Monday 3 March 2008

Not that I'm getting obsessed with Facebook but...

Time was that a woman (I say woman merely because they are more likely to bother to investigate not less likely to stray) with suspicions would have to resort to some kind of under cover, eyeholes in the newspaper mission to know whether or not they were no longer the one and only. If the object of your affection is taking three buses, doubling back and changing trains while they are moving on the way to work...it's probably not a good sign. It's the stuff that old movies are made of and that makes any sane woman laugh now - what an awful lot of effort to have to go through.

So, "The Scorned" moved on. Check receipts, check credit card bills, check the phone bill...check every bit of a paper you can find and you'll get to the truth. The paper trail was the key. Not so much the old movies but defintely the odd story line in almost forgotten episodes of EastEnders or Corrie. Either way, if your other half was binning his litter out on the street, you'd be worried.

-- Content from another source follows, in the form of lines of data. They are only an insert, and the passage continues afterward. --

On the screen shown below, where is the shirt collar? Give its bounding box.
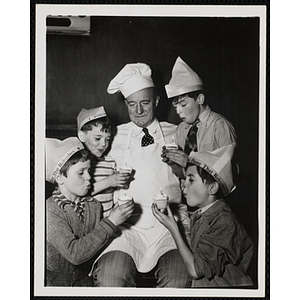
[191,199,225,221]
[183,105,211,129]
[132,119,159,137]
[199,105,211,123]
[52,188,93,210]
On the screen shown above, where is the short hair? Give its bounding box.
[186,162,224,198]
[80,117,112,134]
[172,90,205,105]
[186,162,215,184]
[187,90,205,100]
[59,149,92,178]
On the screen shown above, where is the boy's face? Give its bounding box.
[59,160,91,201]
[172,95,200,124]
[80,124,111,158]
[182,165,211,208]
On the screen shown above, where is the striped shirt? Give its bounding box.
[91,155,116,218]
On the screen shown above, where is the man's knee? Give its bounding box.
[156,249,191,288]
[93,251,136,287]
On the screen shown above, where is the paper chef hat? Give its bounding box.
[188,144,236,197]
[165,57,204,98]
[77,106,107,132]
[107,63,155,98]
[46,137,85,183]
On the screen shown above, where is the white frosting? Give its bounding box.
[153,188,168,201]
[119,164,133,173]
[165,143,178,150]
[118,193,133,202]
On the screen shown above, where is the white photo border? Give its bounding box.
[34,3,268,298]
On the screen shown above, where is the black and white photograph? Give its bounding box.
[33,3,268,298]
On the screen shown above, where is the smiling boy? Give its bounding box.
[77,106,131,217]
[153,144,254,287]
[46,137,134,286]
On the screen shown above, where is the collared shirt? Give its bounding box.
[131,118,160,138]
[110,119,178,167]
[176,106,237,153]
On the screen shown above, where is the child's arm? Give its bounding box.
[107,200,135,226]
[164,149,189,168]
[47,200,134,266]
[91,172,130,195]
[161,147,186,178]
[152,204,201,279]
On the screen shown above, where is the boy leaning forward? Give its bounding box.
[45,137,134,286]
[153,144,254,287]
[162,57,237,177]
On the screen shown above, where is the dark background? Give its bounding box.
[46,16,260,287]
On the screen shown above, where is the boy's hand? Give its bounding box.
[108,172,131,188]
[164,149,188,168]
[161,147,186,177]
[107,200,135,226]
[161,146,173,165]
[151,204,178,233]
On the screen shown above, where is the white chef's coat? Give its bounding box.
[90,120,189,273]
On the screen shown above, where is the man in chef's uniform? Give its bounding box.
[91,63,191,287]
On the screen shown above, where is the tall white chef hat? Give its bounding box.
[188,144,236,197]
[107,63,155,98]
[165,57,204,98]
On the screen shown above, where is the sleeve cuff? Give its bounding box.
[101,217,118,234]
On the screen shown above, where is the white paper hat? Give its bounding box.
[77,106,107,132]
[165,57,204,98]
[188,144,236,196]
[46,137,85,183]
[107,63,155,98]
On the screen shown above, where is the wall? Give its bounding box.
[46,16,260,285]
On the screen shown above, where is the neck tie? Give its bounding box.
[184,119,200,155]
[74,200,85,223]
[141,128,154,147]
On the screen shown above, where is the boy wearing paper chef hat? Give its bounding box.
[45,137,134,287]
[162,57,237,178]
[153,144,254,287]
[77,106,131,217]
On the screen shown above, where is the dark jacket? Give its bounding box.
[190,200,253,287]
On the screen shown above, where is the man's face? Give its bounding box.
[172,94,201,124]
[125,88,158,128]
[60,160,91,201]
[80,124,111,158]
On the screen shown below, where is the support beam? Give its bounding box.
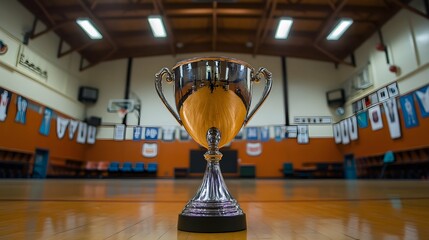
[390,0,429,19]
[313,44,355,67]
[58,40,96,58]
[253,0,275,55]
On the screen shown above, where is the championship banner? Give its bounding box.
[415,85,429,118]
[340,120,349,144]
[144,127,159,140]
[260,126,270,142]
[39,107,53,136]
[285,126,297,138]
[383,98,401,139]
[68,120,79,140]
[357,111,368,128]
[87,125,96,144]
[142,143,158,158]
[274,126,285,142]
[333,123,342,144]
[234,129,244,141]
[114,124,125,140]
[0,88,12,122]
[15,95,28,124]
[179,128,190,141]
[348,116,358,141]
[246,127,259,141]
[56,116,70,139]
[368,105,383,131]
[297,125,309,144]
[400,94,419,128]
[246,142,262,156]
[162,126,176,141]
[76,122,87,144]
[133,126,143,141]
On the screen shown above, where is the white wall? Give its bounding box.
[0,0,88,119]
[337,0,429,118]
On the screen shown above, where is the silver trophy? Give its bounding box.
[155,57,272,232]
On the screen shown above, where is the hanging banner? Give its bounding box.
[274,126,284,142]
[246,127,259,141]
[0,88,12,122]
[333,123,342,144]
[114,124,126,140]
[133,126,143,141]
[234,129,244,141]
[246,142,262,156]
[415,85,429,118]
[87,125,97,144]
[144,127,159,140]
[348,116,358,141]
[368,105,383,131]
[162,126,176,141]
[15,95,28,124]
[76,122,87,144]
[340,120,350,144]
[142,143,158,158]
[297,125,309,144]
[357,111,368,128]
[56,116,70,139]
[260,126,270,142]
[68,120,79,140]
[179,128,190,141]
[39,107,53,136]
[399,94,419,128]
[383,98,401,139]
[286,126,297,138]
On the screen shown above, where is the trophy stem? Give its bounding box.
[178,128,246,233]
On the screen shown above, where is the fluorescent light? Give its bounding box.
[148,16,167,38]
[76,18,103,40]
[327,18,353,40]
[275,18,293,39]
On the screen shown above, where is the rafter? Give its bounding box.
[212,1,217,51]
[152,0,176,55]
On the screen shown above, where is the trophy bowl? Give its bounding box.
[155,56,272,233]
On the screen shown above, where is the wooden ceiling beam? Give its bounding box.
[212,1,217,51]
[389,0,429,20]
[253,0,274,55]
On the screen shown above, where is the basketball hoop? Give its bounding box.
[117,108,129,119]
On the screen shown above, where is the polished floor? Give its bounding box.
[0,179,428,239]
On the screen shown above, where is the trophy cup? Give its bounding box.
[155,57,272,233]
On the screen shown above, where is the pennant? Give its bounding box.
[56,116,70,139]
[39,107,53,136]
[333,123,342,144]
[142,143,158,158]
[246,127,259,141]
[76,122,87,144]
[357,111,368,128]
[68,120,79,140]
[162,126,176,141]
[260,126,270,142]
[87,125,97,144]
[114,124,126,140]
[348,116,358,141]
[399,94,419,128]
[144,127,159,140]
[246,142,262,156]
[133,126,143,141]
[383,98,401,139]
[15,95,28,124]
[0,88,12,122]
[415,85,429,118]
[368,105,383,131]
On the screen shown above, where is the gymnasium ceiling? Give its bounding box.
[18,0,417,70]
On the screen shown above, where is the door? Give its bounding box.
[344,154,357,179]
[33,149,49,178]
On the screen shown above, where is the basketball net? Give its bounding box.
[117,108,129,119]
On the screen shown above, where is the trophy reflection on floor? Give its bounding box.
[155,57,272,233]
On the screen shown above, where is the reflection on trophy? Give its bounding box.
[155,57,272,233]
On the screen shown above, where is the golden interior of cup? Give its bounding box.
[179,87,247,149]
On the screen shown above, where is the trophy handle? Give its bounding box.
[244,67,273,125]
[155,67,183,125]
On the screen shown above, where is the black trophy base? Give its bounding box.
[178,214,246,233]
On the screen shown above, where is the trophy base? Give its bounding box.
[178,214,246,233]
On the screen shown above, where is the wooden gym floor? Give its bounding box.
[0,179,428,240]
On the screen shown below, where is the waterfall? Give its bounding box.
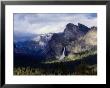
[59,47,65,60]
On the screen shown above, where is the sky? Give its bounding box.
[14,13,97,37]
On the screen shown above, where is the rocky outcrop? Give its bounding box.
[47,23,96,59]
[65,26,97,55]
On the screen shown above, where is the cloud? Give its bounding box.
[14,13,97,36]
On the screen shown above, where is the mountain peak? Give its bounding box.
[78,23,90,33]
[78,23,88,28]
[66,23,77,29]
[90,26,97,30]
[66,23,74,27]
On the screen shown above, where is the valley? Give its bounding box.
[14,23,97,75]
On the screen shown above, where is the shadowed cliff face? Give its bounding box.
[14,23,97,60]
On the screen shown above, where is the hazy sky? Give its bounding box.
[14,13,97,36]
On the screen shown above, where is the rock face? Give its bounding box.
[47,23,96,59]
[78,23,90,33]
[14,23,97,60]
[64,23,84,41]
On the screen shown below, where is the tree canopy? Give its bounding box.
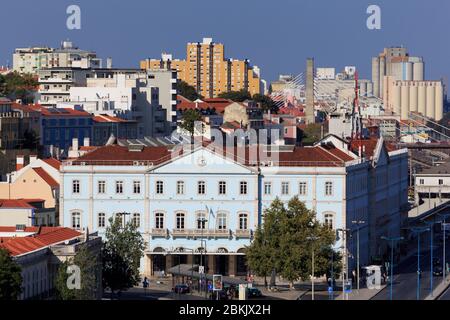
[218,89,251,102]
[245,197,341,288]
[179,109,202,136]
[0,72,38,104]
[0,248,22,300]
[102,215,145,297]
[177,80,202,101]
[252,94,278,113]
[55,245,100,300]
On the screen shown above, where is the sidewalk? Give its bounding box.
[425,275,450,300]
[336,285,386,300]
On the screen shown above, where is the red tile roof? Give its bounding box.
[93,114,133,123]
[42,158,61,170]
[27,104,91,117]
[72,145,172,165]
[32,167,59,188]
[0,227,82,256]
[0,199,45,209]
[177,98,234,114]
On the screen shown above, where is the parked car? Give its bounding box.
[433,265,443,277]
[173,284,190,294]
[247,287,263,298]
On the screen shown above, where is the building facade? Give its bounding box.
[13,41,100,75]
[60,135,408,277]
[140,38,262,98]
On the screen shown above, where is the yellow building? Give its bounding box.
[140,38,261,98]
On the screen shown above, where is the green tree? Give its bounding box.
[0,72,38,104]
[179,109,202,136]
[102,215,145,298]
[246,198,285,288]
[0,248,22,300]
[218,89,251,102]
[300,123,325,145]
[177,80,202,101]
[246,197,340,289]
[244,227,272,287]
[55,245,99,300]
[252,94,278,113]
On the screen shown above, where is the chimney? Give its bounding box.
[72,138,79,152]
[16,155,25,171]
[29,154,38,163]
[106,57,113,69]
[84,137,90,147]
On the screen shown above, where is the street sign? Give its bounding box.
[199,266,205,274]
[213,274,223,291]
[328,286,333,293]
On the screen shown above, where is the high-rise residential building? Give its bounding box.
[372,46,425,98]
[140,38,262,98]
[13,41,101,74]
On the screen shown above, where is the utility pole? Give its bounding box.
[381,236,404,300]
[307,235,320,300]
[409,227,430,300]
[424,220,439,297]
[337,228,351,300]
[352,220,366,294]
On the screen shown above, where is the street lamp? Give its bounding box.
[197,217,208,298]
[438,213,450,283]
[306,235,320,300]
[423,220,439,297]
[351,220,366,294]
[409,226,430,300]
[336,228,351,300]
[381,236,404,300]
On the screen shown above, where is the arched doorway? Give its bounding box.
[215,248,229,275]
[152,247,166,275]
[236,248,247,275]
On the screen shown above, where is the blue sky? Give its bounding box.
[1,0,449,83]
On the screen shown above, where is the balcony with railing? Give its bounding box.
[150,228,169,238]
[235,229,252,238]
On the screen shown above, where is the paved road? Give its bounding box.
[372,233,450,300]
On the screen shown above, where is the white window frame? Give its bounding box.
[155,212,165,229]
[98,180,106,194]
[177,181,185,195]
[325,181,334,196]
[281,182,290,195]
[133,181,141,194]
[98,213,106,228]
[116,181,124,194]
[240,181,248,195]
[156,180,164,194]
[72,180,80,194]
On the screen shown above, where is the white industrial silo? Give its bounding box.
[404,62,413,81]
[401,82,410,119]
[393,82,401,115]
[360,81,367,97]
[418,82,427,115]
[379,57,386,98]
[367,82,374,97]
[435,82,444,121]
[413,62,424,81]
[372,57,380,97]
[426,82,436,119]
[409,82,418,112]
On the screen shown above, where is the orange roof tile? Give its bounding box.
[42,158,61,170]
[0,227,82,256]
[32,168,59,188]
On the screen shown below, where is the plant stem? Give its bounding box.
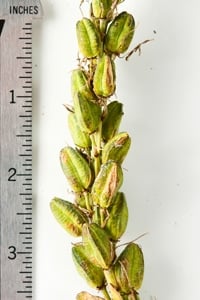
[91,122,102,177]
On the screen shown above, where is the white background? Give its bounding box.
[33,0,200,299]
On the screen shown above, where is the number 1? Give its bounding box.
[10,90,16,104]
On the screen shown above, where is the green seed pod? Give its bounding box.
[102,101,123,141]
[60,146,92,192]
[71,69,96,101]
[76,18,101,58]
[93,54,116,98]
[105,192,128,240]
[50,197,88,237]
[114,243,144,293]
[82,223,114,269]
[72,244,105,289]
[92,160,123,208]
[91,0,112,19]
[76,291,104,300]
[68,112,91,149]
[73,92,102,134]
[102,132,131,165]
[105,11,135,55]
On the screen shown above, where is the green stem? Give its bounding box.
[90,122,102,177]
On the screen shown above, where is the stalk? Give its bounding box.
[50,1,145,299]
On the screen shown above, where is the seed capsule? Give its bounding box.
[76,18,101,58]
[91,0,112,19]
[50,197,88,237]
[82,223,114,269]
[76,291,104,300]
[91,160,123,208]
[93,54,116,98]
[114,243,144,293]
[68,112,91,149]
[71,69,96,101]
[105,192,128,240]
[102,101,123,141]
[105,11,135,55]
[102,132,131,165]
[60,146,92,192]
[72,244,105,288]
[73,92,102,134]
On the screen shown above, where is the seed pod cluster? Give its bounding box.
[50,1,144,299]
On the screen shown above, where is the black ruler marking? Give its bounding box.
[0,19,5,36]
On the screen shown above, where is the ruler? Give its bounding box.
[0,1,43,299]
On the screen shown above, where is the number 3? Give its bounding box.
[8,246,17,260]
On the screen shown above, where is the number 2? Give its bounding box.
[8,168,17,181]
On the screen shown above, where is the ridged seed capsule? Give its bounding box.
[50,197,88,237]
[60,146,92,192]
[102,101,123,141]
[91,0,112,19]
[71,69,96,101]
[68,112,91,149]
[72,244,105,288]
[73,92,102,134]
[93,54,116,98]
[76,18,101,58]
[105,192,128,240]
[114,243,144,293]
[82,223,114,269]
[91,160,123,208]
[105,11,135,55]
[102,132,131,164]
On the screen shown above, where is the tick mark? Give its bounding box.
[0,20,5,36]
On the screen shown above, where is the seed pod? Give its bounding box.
[50,197,88,237]
[92,160,123,208]
[71,69,96,101]
[72,244,105,288]
[105,11,135,55]
[102,101,123,141]
[73,92,102,134]
[102,132,131,165]
[76,18,101,58]
[68,112,91,149]
[105,192,128,240]
[60,146,92,192]
[76,291,104,300]
[93,54,116,98]
[82,223,114,269]
[114,243,144,293]
[91,0,112,19]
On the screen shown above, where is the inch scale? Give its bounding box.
[0,1,43,299]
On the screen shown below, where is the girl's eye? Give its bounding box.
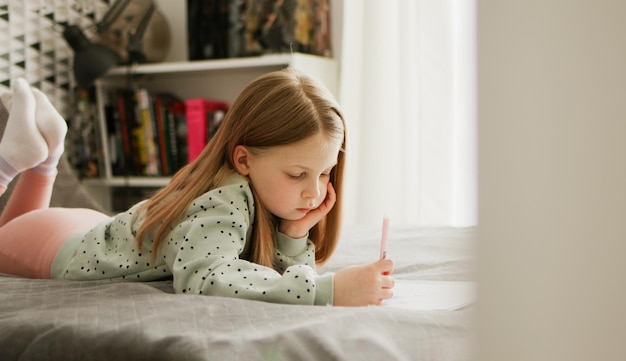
[289,173,305,179]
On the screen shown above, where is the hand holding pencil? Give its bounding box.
[332,215,395,306]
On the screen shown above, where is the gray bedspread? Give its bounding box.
[0,225,475,361]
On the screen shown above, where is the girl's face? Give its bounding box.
[235,132,341,221]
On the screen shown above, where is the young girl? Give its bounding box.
[0,69,394,306]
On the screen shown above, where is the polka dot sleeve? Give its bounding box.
[162,176,334,306]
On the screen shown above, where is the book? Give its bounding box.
[136,88,160,176]
[185,98,228,163]
[188,0,332,59]
[103,101,125,175]
[115,88,144,176]
[206,109,225,143]
[168,99,188,172]
[187,0,233,59]
[152,94,170,175]
[152,93,185,175]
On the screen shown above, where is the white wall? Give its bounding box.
[476,1,626,360]
[153,0,188,62]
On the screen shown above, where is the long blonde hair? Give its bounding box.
[136,68,346,269]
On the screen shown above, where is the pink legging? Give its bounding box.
[0,170,110,279]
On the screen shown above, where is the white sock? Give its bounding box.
[0,78,47,186]
[31,88,68,175]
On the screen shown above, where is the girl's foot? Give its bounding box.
[0,78,47,187]
[31,88,68,175]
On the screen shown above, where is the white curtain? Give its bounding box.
[338,0,477,227]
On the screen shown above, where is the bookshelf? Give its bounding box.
[83,53,338,212]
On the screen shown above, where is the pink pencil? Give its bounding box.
[379,216,390,259]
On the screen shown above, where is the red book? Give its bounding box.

Then came the mobile phone. Get hold of it, check the sent items and the inbox and the last calls made... They might not think of it all and it would be evidence enough to either put your mind at rest or call the lawyer. I remember once being warned by a particularly faithless man "if your other half ever starts to take his phone into the shower, toilet or bath...you're f*cked". Nice to know.

Then the personal email accounts came under fire. Scary stories of people hacking into email accounts of other halves to see what was going on. Not one of these stories ended well I'll point out. I suspect if you're looking there, it's pretty definite already. This happened to male and female friends of mine and although the one that makes my blood run coldest is the one that seems to happen most often.

And now Facebook has touched this long running story of deception... It's the worst thing in the world for a cheat. Facebook - the devil in technology. You can't keep your profile secret from you other half to hide what you're up to (how suspicious is that?!) and even worse...you have no control over what other people write on your wall. Disaster is sure to ensue. Images of "great night last night, big boy" on the wall of some lothario - funny for us, not so the lothario. So, you have to get out all together if you want to get up to know good. Remove yourself from Facebook under some pretention that you don't want to be on there anymore. Problem is - what pretension? There isn't one I can think of, seriously, i've tried but isn't it just so much easier to stop going to the site than to close it down? It's suspicious and that's that.